Daniel Heryanto
- Full name: Daniel Heryanto Dewandaka
- Country (sports): Indonesia Singapore
- Born: 30 November 1969 (age 55)
- Plays: Right-handed

Singles
- Career record: 4–4 (Davis Cup)
- Highest ranking: No. 301 (15 April 1991)

Doubles
- Career record: 21–6 (Davis Cup)
- Highest ranking: No. 267 (11 March 1991)

Medal record
Representing Indonesia
Southeast Asian Games
| Gold medal – first place | 1989 Kuala Lumpur | Men's doubles |
| Bronze medal – third place | 1989 Kuala Lumpur | Men's team |
Asian Games
| Bronze medal – third place | 1990 Beijing | Men's doubles |
| Bronze medal – third place | 1990 Beijing | Men's team |

= Daniel Heryanto =

Indonesian tennis player

Daniel Heryanto Dewandaka (born 30 November 1969) is an Indonesian-born former professional tennis player who competed in Davis Cup tennis for both Indonesia and Singapore.

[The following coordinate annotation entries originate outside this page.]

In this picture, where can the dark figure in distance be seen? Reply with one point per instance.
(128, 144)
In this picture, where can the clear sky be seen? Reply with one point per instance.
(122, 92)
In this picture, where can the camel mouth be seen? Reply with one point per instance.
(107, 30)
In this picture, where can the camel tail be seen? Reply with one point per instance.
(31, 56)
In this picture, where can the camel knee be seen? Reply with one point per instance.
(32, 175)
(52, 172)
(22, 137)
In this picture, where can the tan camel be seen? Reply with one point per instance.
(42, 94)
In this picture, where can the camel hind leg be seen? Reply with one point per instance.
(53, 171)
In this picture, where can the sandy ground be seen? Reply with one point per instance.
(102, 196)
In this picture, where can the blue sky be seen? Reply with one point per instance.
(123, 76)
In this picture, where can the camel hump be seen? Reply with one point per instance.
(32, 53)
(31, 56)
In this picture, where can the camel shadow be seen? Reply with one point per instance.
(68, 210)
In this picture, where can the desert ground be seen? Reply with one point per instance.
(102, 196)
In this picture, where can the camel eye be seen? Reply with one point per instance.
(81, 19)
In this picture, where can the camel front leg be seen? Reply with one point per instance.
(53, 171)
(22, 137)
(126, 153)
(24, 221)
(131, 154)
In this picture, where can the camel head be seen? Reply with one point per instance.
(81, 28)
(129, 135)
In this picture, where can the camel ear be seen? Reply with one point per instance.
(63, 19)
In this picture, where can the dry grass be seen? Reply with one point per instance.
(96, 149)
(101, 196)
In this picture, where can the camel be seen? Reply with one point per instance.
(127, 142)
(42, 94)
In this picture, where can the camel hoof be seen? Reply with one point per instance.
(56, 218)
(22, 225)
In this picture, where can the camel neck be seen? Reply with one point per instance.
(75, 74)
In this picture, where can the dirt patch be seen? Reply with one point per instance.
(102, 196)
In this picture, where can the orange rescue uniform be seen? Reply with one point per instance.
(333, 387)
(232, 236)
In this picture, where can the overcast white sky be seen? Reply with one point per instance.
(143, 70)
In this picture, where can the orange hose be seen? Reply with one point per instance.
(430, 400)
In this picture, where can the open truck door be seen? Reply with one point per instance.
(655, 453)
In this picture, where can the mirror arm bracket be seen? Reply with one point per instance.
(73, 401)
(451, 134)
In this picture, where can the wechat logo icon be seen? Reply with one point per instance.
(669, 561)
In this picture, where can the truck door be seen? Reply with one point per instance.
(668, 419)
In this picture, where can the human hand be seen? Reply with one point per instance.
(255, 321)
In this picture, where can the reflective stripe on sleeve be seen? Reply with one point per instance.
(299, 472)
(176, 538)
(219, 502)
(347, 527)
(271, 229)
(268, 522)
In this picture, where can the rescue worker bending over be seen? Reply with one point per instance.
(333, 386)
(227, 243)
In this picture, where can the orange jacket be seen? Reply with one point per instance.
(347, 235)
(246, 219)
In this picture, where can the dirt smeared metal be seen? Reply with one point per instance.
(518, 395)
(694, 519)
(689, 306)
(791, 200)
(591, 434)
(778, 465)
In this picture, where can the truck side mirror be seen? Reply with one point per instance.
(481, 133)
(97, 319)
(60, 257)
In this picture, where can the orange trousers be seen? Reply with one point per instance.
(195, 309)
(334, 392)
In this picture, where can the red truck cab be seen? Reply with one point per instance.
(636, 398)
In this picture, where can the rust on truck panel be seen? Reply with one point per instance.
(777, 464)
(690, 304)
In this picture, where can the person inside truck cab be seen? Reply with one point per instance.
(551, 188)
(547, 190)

Born in 1969, Heryanto competed first for Indonesia and was a doubles gold medalist at the 1989 Southeast Asian Games in Kuala Lumpur, then the following year won two bronze medals at the 1990 Asian Games. He appeared in two Davis Cup ties for Indonesia during his career, against China in 1990 and India in 1991, for a 2/4 overall record.

Heryanto later became a permanent resident of Singapore through his time spent as national coach. Between 2003 and 2011 he featured in a total of 25 ties for the Singapore Davis Cup team primarily as a doubles player, while simultaneously serving as team captain. He won a team record 20 rubbers in doubles.